The verify callback is a user-supplied callback that can clear / modify / add flags for a certificate. If set, the verification callback is called for each certificate in the chain (from the trust-ca down to the presented crt). The parameters for the callback are: (void *parameter, x509_crt *crt, int certificate_depth, int *flags). With the flags representing current flags for that specific certificate and the certificate depth from the bottom (Peer cert depth = 0).

All flags left after returning from the callback are also returned to the application. The function should return 0 for anything but a fatal error.

Note:
In case verification failed, the results can be displayed using x509_crt_verify_info()
Parameters:
crta certificate to be verified
trust_cathe trusted CA chain
ca_crlthe CRL chain for trusted CA's
cnexpected Common Name (can be set to NULL if the CN must not be verified)
flagsresult of the verification
f_vrfyverification function
p_vrfyverification parameter
Returns:
0 if successful or POLARSSL_ERR_X509_SIG_VERIFY_FAILED, in which case *flags will have one or more BADCERT_XXX or BADCRL_XXX flags set, or another error in case of a fatal error encountered during the verification process.

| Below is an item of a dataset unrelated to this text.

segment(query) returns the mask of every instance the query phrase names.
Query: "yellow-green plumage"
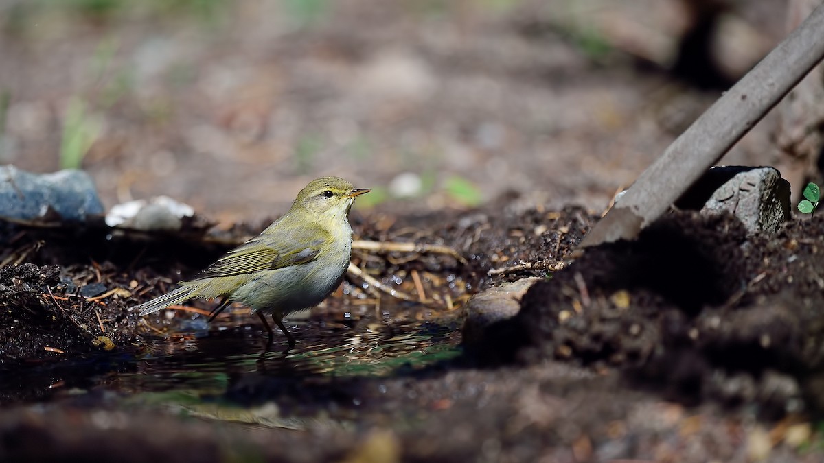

Definition at line 1972 of file x509_crt.c.

int x509_crt_verify_info ( char *  buf,
size_t  size,
const char *  prefix,
int  flags 
)

Returns an informational string about the verification status of a certificate.

Parameters:
bufBuffer to write to
sizeMaximum size of buffer
prefixA line prefix
flagsVerification flags created by x509_crt_verify()
Returns:
The amount of data written to the buffer, or -1 in case of an error.

Definition at line 1409 of file x509_crt.c.

void x509_csr_free ( x509_csr csr )

Unallocate all CSR data.

Parameters:
csrCSR to free

Definition at line 433 of file x509_csr.c.

int x509_csr_info ( char *  buf,
size_t  size,
const char *  prefix,
const x509_csr csr 
)

Returns an informational string about the CSR.

Parameters:
bufBuffer to write to
sizeMaximum size of buffer
prefixA line prefix
csrThe X509 CSR to represent
Returns:
The length of the string written (exluding the terminating null byte), or a negative value in case of an error.

Definition at line 382 of file x509_csr.c.

void x509_csr_init ( x509_csr csr )

Initialize a CSR.

Parameters:
csrCSR to initialize

Definition at line 425 of file x509_csr.c.

int x509_csr_parse ( x509_csr csr,
const unsigned char *  buf,
size_t  buflen 
)

Load a Certificate Signing Request (CSR), DER or PEM format.

Parameters:
csrCSR context to fill
bufbuffer holding the CRL data
buflensize of the buffer
Returns:
0 if successful, or a specific X509 or PEM error code

Definition at line 261 of file x509_csr.c.

int x509_csr_parse_der ( x509_csr csr,
const unsigned char *  buf,
size_t  buflen 
)

Load a Certificate Signing Request (CSR) in DER format.

Parameters:
csrCSR context to fill
bufbuffer holding the CRL data
buflensize of the buffer
Returns:
0 if successful, or a specific X509 error code

Definition at line 95 of file x509_csr.c.

int x509_csr_parse_file ( x509_csr csr,
const char *  path 
)

Load a Certificate Signing Request (CSR)

Parameters:
csrCSR context to fill
pathfilename to read the CSR from
Returns:
0 if successful, or a specific X509 or PEM error code

Definition at line 307 of file x509_csr.c.